Un día, cuando ya en mi cráneo había más solución salina que materia gris, creo que empecé a delirar y lo único que quería era que él me acostara en la camilla, me pusiera unas gotas de algo de un líquido chocolate rojizo, me colocara la boquilla de un aspirador en la nariz y me diera la instrucción de decir “co co co co”. De qué eran las gotas, no tengo ni idea, yo era muy niña, pero sé que cuando salía de allí podía respirar mucho mejor que cuando había llegado.

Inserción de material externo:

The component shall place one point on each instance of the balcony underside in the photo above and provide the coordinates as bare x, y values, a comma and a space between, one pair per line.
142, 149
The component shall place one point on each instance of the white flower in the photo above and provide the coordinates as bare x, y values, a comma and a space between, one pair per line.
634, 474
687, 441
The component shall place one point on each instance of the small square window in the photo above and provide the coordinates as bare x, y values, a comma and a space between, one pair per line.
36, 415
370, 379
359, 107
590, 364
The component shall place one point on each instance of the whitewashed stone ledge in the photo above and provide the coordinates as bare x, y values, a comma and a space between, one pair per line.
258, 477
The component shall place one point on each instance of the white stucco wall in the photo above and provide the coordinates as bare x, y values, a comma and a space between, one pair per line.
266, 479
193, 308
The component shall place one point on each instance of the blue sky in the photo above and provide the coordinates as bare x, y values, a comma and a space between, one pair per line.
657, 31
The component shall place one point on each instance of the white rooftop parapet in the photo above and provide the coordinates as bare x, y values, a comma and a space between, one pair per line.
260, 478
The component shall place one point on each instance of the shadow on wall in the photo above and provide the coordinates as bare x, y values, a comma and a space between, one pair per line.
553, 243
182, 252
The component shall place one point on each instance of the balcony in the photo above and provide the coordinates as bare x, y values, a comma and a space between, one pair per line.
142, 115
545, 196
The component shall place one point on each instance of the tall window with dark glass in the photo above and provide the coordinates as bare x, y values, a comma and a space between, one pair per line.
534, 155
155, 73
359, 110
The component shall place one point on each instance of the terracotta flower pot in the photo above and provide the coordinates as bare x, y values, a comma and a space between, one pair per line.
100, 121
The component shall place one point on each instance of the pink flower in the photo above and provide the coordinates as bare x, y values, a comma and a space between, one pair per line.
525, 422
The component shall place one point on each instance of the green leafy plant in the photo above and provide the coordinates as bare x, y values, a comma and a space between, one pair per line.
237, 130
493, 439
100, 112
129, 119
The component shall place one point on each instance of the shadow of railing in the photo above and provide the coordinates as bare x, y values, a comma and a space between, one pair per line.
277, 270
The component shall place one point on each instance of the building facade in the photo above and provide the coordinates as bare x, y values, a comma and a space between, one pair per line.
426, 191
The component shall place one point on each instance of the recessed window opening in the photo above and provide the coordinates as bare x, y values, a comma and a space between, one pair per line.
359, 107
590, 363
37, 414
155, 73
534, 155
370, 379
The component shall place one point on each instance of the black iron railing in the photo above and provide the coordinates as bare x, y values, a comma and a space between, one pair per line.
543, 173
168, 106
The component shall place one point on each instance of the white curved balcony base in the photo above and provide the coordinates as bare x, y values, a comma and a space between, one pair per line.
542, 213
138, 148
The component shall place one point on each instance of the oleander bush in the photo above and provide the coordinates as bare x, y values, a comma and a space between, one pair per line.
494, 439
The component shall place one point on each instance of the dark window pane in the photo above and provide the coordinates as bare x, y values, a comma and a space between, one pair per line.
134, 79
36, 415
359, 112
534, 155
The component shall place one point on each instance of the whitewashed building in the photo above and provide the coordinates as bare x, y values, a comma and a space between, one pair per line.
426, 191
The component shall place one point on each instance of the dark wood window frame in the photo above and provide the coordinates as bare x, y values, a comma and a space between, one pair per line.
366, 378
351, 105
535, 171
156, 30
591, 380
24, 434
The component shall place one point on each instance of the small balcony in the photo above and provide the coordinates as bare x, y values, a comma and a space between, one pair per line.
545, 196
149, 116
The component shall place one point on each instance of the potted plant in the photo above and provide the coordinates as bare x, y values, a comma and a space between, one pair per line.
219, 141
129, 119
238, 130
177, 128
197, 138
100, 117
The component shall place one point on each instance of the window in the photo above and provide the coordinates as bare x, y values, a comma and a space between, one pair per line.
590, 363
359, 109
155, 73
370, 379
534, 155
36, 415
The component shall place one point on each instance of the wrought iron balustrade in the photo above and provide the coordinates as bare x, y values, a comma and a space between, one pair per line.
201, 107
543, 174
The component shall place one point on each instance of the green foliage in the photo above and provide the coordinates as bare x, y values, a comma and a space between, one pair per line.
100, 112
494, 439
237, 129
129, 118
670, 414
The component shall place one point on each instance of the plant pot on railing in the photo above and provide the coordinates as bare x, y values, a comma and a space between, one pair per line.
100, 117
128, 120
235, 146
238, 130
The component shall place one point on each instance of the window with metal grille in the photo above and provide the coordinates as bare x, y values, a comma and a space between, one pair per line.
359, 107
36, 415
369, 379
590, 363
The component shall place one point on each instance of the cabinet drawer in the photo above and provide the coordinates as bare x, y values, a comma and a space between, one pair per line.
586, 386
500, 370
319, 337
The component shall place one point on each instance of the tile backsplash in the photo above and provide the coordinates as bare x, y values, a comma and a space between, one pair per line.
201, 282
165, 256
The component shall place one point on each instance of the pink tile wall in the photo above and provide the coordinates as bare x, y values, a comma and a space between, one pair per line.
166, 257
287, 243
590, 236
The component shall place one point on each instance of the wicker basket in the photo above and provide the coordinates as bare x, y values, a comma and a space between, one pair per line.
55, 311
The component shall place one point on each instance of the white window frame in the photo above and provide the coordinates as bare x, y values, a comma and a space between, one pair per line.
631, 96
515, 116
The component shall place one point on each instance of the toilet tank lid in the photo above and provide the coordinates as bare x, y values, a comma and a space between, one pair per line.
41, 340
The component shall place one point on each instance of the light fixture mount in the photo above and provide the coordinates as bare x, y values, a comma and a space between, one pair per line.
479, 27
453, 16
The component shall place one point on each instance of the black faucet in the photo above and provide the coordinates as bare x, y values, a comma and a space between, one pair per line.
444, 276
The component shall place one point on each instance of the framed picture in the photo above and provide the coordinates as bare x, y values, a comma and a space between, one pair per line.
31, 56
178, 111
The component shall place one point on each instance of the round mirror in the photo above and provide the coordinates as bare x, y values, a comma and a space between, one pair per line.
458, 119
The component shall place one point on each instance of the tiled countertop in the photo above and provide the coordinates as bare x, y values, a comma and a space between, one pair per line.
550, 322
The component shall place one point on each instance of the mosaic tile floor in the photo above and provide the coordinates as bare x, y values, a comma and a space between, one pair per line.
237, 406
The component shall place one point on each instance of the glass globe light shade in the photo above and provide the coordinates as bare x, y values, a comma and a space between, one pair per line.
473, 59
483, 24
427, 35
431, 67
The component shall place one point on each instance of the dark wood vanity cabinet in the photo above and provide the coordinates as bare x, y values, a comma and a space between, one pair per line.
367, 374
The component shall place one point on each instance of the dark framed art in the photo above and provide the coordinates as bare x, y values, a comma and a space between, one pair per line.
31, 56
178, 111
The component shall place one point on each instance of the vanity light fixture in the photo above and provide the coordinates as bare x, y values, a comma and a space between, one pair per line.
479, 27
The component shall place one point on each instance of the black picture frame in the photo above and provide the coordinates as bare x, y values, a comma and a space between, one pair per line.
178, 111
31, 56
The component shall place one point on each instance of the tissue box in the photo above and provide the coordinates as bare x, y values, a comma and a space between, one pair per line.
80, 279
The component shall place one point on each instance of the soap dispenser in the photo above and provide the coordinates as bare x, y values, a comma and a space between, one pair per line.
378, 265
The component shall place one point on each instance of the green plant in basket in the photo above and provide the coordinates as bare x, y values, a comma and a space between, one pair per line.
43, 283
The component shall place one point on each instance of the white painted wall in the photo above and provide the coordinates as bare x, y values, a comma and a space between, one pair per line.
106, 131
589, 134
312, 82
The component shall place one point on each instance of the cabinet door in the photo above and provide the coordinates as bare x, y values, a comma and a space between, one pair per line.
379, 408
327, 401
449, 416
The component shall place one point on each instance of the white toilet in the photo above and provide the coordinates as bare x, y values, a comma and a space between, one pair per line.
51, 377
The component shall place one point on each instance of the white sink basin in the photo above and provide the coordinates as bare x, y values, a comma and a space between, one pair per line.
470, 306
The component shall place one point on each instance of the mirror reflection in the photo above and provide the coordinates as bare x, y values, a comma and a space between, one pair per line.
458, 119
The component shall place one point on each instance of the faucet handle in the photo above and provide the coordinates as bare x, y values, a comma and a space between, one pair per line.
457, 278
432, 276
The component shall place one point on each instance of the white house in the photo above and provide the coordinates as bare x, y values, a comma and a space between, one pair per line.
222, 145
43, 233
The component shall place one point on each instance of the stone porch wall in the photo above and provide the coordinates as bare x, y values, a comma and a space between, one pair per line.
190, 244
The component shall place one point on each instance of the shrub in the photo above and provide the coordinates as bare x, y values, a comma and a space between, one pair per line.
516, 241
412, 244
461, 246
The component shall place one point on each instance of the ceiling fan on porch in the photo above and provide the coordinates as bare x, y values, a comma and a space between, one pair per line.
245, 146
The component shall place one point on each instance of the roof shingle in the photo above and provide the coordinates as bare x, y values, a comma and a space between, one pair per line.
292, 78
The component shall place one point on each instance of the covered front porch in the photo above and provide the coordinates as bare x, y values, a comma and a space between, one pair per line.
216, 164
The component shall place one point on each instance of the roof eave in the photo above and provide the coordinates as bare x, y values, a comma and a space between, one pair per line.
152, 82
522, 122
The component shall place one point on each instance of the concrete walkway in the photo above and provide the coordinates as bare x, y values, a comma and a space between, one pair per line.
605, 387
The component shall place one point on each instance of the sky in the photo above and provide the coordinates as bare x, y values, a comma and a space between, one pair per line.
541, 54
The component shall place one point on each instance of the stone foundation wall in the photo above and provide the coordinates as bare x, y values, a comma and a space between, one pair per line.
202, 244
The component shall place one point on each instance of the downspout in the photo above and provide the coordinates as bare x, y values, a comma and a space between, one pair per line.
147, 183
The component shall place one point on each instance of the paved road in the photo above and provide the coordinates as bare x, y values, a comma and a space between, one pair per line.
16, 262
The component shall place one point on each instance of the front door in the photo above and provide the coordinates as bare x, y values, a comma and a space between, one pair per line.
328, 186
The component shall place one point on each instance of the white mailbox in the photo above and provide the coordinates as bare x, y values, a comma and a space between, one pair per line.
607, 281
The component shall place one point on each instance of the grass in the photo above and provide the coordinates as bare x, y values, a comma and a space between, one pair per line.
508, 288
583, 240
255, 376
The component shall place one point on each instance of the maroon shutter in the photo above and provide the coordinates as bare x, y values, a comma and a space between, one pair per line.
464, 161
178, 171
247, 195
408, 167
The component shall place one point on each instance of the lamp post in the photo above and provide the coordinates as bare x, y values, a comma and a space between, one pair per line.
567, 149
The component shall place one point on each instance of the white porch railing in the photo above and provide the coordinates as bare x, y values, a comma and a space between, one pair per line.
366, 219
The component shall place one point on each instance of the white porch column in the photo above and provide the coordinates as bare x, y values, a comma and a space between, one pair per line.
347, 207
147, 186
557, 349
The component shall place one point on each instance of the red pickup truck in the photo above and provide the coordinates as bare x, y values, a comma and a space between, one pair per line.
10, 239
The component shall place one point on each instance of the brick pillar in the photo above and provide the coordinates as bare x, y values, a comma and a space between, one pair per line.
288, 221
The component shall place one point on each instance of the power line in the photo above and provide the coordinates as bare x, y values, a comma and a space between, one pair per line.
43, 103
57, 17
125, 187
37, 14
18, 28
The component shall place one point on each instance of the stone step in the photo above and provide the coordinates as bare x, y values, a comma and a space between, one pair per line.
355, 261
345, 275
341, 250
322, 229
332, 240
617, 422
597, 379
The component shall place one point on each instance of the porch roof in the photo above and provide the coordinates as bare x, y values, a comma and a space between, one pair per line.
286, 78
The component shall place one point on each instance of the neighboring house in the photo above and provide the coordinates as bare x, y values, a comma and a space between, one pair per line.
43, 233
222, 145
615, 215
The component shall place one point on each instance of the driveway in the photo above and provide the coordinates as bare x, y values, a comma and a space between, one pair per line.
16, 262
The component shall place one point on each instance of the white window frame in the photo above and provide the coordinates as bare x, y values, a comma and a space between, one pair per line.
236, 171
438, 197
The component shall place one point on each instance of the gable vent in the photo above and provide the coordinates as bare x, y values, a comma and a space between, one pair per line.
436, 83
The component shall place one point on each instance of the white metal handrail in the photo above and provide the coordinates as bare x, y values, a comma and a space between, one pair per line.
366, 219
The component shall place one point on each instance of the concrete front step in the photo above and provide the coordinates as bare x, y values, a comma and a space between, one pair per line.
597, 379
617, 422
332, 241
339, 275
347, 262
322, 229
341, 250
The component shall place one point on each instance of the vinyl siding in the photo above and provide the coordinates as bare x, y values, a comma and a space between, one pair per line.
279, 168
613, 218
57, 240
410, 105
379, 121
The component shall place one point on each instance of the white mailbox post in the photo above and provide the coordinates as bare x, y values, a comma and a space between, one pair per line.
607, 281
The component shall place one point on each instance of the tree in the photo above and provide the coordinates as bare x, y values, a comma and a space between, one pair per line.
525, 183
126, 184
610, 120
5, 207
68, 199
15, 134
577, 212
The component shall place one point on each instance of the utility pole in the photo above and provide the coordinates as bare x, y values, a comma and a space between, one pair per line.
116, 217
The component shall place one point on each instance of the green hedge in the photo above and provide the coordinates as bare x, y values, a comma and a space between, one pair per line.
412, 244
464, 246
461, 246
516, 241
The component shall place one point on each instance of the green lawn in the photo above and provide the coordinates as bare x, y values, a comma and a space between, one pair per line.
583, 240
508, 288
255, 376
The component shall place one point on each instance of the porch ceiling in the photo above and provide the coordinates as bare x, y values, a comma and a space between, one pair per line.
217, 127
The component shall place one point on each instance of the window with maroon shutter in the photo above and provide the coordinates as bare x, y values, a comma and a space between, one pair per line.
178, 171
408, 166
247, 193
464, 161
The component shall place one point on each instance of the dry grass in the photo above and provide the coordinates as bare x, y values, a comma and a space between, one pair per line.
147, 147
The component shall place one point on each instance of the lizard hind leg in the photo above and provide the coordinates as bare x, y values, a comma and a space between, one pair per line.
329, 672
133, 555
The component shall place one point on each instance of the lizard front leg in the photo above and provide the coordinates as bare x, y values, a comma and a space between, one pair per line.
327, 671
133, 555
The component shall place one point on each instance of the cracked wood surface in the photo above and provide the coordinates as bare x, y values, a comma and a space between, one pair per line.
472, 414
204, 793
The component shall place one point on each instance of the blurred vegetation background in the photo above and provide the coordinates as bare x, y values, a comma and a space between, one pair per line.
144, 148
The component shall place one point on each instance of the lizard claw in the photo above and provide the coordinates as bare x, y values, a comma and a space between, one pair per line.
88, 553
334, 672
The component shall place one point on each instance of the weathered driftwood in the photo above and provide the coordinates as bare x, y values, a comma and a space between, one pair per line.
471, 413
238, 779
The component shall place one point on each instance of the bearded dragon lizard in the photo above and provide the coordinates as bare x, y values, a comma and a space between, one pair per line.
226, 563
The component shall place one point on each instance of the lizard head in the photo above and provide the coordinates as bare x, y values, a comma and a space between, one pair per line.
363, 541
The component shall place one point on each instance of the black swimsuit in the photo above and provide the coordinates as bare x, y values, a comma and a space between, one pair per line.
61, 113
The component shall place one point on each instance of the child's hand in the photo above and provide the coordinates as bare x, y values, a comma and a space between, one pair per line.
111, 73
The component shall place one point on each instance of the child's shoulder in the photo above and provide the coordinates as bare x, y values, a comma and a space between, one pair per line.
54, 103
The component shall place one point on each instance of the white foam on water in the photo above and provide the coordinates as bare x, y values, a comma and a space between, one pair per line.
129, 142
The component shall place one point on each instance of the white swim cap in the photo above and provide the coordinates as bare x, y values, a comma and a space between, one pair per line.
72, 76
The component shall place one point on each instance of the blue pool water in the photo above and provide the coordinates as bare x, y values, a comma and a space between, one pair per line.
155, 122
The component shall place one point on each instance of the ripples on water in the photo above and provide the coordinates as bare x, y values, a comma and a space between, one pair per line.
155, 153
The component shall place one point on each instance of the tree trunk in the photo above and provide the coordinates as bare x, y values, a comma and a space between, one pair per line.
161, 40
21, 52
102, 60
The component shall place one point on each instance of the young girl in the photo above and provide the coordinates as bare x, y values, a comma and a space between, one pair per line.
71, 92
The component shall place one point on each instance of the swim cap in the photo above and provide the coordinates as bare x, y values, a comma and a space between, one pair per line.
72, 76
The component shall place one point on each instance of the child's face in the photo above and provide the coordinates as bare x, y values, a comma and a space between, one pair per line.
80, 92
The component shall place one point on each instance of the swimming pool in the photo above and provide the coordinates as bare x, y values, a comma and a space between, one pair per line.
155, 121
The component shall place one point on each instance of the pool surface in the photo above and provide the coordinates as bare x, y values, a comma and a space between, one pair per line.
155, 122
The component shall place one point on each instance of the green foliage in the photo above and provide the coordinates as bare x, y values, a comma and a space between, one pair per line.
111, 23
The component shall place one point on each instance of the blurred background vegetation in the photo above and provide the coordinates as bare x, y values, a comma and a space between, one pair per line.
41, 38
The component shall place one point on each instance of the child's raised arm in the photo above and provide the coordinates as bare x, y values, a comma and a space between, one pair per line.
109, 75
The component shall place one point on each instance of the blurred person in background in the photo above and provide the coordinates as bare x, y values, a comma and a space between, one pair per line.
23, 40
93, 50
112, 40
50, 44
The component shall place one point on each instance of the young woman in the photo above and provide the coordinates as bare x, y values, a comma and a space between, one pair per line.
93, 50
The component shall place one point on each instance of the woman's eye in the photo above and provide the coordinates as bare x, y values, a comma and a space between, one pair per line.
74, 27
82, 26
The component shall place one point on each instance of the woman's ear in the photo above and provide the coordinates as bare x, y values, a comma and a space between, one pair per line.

Sabía también que mis oídos estaban funcionando a la perfección, pues antes de sentarme en el banquillo y pedirme que abriera la boca, me había pasado por el cuartito sellado en el que me ponía unos audífonos y me pedía que levantara la mano cada vez que escuchaba un sonido en alguno de los oídos. Esa práctica me llevó a pasar de maravilla los exámenes el día que fui a sacar mi primera licencia de manejar. Es que hasta para oír bien hay que practicar.

Ya ven por qué digo que estaba delirando. Amé al doctor Manolín Preciado con pasión y devoción, pues era el mago que me sacaba de todas las crisis, aun cuando esa sacada implicara inyectarme diariamente por quién sabe cuánto tiempo, pero quererse enchufar a la máquina del “co co co” ya es otra cosa.

Cambiando de tema, el olor a hierba mojada -que es muy común este verano en el que no para de llover- inexorablemente me recuerda el verano que pasamos en una finca en Volcán, Chiriquí, alimentando terneros y corriendo silvestres por los montes como los pelaítos de La Novicia Rebelde. El viento del norte me recuerda a mi papá diciendo: “llegó el verano”, y la mantequilla de maní a mi mamá enseñándonos a envolver sándwiches con papel encerado antes de que existieran las bolsitas plásticas.

En fin, hay un millón de cosas que me recuerdan otras, algunas consistentemente, otras aleatoriamente. En mi vida, todos los recuerdos son bienvenidos.